Ahead of a crucial GST Council meeting on tax rationalisation health and economic experts have called for a higher 'Sin Tax' on tobacco and similar harmful products to curb their consumption and bolster public health and the economy. At a webinar organised by 'Tobacco Free India', a citizens' initiative, experts endorsed the recent recommendation by the Group of Ministers (GoM) for a 35 per cent 'Sin Tax' slab on tobacco products, up from the current 28 per cent.
They argued that increasing taxes on tobacco would not only save lives but also strengthen the economy and advance the vision of a healthy and Viksit Bharat.

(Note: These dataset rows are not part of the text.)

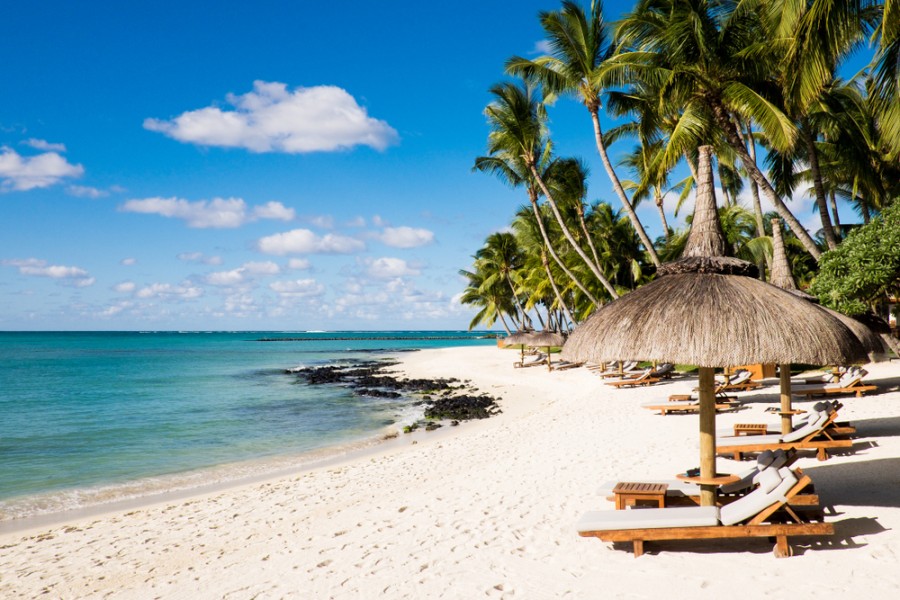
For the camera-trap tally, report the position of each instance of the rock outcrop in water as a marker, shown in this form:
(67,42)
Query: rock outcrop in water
(444,399)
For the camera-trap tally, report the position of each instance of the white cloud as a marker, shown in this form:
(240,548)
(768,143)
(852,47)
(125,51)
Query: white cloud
(242,274)
(299,264)
(84,191)
(199,258)
(304,241)
(35,267)
(303,288)
(273,119)
(405,237)
(389,268)
(44,145)
(323,221)
(274,210)
(218,213)
(169,291)
(21,173)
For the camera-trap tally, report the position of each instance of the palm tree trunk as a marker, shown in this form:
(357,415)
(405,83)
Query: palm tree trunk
(559,299)
(662,214)
(512,290)
(864,209)
(580,210)
(568,234)
(537,215)
(837,217)
(734,140)
(617,186)
(502,320)
(821,201)
(757,205)
(537,311)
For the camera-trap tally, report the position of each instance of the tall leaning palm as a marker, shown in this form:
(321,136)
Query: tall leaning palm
(517,132)
(579,46)
(699,52)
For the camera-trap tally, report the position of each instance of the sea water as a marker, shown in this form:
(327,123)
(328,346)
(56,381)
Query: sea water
(94,417)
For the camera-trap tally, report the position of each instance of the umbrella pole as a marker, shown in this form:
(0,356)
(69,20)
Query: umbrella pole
(707,434)
(785,377)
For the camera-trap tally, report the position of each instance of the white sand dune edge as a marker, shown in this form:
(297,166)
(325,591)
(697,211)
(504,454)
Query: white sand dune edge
(487,512)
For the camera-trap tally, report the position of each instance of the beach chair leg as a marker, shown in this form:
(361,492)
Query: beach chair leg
(782,548)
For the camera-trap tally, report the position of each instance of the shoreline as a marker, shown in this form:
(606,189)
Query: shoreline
(488,510)
(204,481)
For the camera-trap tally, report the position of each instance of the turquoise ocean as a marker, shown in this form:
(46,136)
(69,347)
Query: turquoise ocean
(88,418)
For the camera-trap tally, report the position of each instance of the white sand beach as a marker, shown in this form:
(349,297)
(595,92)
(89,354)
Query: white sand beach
(486,510)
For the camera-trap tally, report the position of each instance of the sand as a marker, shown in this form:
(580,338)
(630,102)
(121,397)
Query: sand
(487,511)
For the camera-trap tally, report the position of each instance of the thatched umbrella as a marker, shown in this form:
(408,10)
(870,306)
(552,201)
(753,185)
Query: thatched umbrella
(709,310)
(548,339)
(781,276)
(519,338)
(536,339)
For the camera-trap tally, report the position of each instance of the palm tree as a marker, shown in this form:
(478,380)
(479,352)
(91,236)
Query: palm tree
(696,53)
(492,300)
(579,46)
(528,232)
(518,134)
(500,258)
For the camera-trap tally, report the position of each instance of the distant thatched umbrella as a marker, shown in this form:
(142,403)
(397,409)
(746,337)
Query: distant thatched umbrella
(519,338)
(708,310)
(536,339)
(782,277)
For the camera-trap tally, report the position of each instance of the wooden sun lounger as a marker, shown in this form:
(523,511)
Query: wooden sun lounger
(835,429)
(820,440)
(636,381)
(538,360)
(770,522)
(562,366)
(679,407)
(857,389)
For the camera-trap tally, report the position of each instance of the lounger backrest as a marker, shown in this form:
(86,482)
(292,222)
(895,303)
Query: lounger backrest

They emphasised that this step would curb tobacco consumption and fund preventive healthcare initiatives.
"Tobacco-related diseases place an unsustainable burden on India's health system. Tax hikes have proven globally effective in reducing tobacco consumption," said Dr Alok Thakar, Head of the National Cancer Institute, Govt. of India and Professor at AIIMS, New Delhi.
He also suggested that India must include all tobacco products under a stronger tax net to prevent users from shifting to cheaper, harmful alternatives.
The GST Council, chaired by Bihar Deputy Chief Minister Samrat Chaudhary, is scheduled to meet on December 21 to deliberate on the GoM's proposals.
These include introducing a new 35 per cent slab for Sin Goods like tobacco and aerated drinks while reducing GST rates on essential goods like notebooks, bottled water and bicycles as well as lowering premiums on health and life insurance.
Experts argue that the increased revenue from Sin Goods could help offset these rate cuts, offering relief to citizens while advancing public health goals.
Professor of Health Economics at the University of Lucknow Dr Arvind Mohan linked tobacco taxation with India's aspiration to become a developed nation.
"Tobacco use compromises our greatest asset -- human capital. For the past decade, tax burdens on tobacco products have steadily declined in real terms, falling short of global benchmarks. Reversing this trend through the Sin Tax will send a strong signal about prioritizing public health," he said.
He added that India's National Health Policy (2017) and the Parliamentary Standing Committee on Health (2022) have already prioritized tobacco taxation as a proven measure to reduce consumption.
"This aligns taxation with India's vision for growth, where people's well-being drives economic progress," Dr. Mohan reiterated.
Dr Prashant Kumar Singh, scientist at ICMR's National Institute of Cancer Prevention and Research (NICPR), highlighted tobacco related mortality, noting that such diseases caused 2.6 million deaths between 2019 and 2021 in India.
He emphasised that this is a health emergency demanding urgent intervention.
He highlighted the need to reverse affordability trends caused by rising incomes and stagnant taxation, explaining that increased taxes are not just a revenue tool but a critical step towards discouraging harmful consumption.
"Redirecting revenue from tobacco taxation to preventive healthcare can help India achieve its goal of Universal Healthcare," Dr Singh said.
Providing a fiscal analysis, Dr. Pritam Datta, Fellow at the National Institute of Public Finance and Policy (NIPFP), warned about the country's lagging tax rates.
"The WHO recommends tobacco taxes should constitute at least 75% of the retail price. In India, however, taxes currently account for just 57.6% for cigarettes and as low as 22% for machine-made bidi," he said.
With the Compensation Cess set to end in March 2026, Dr Datta emphasized the need for urgent action.
"If effective tax measures are not implemented, India risks further declining tax rates on tobacco. Aligning with WHO standards will ensure strong compliance, reduced consumption, and better health outcomes," he added.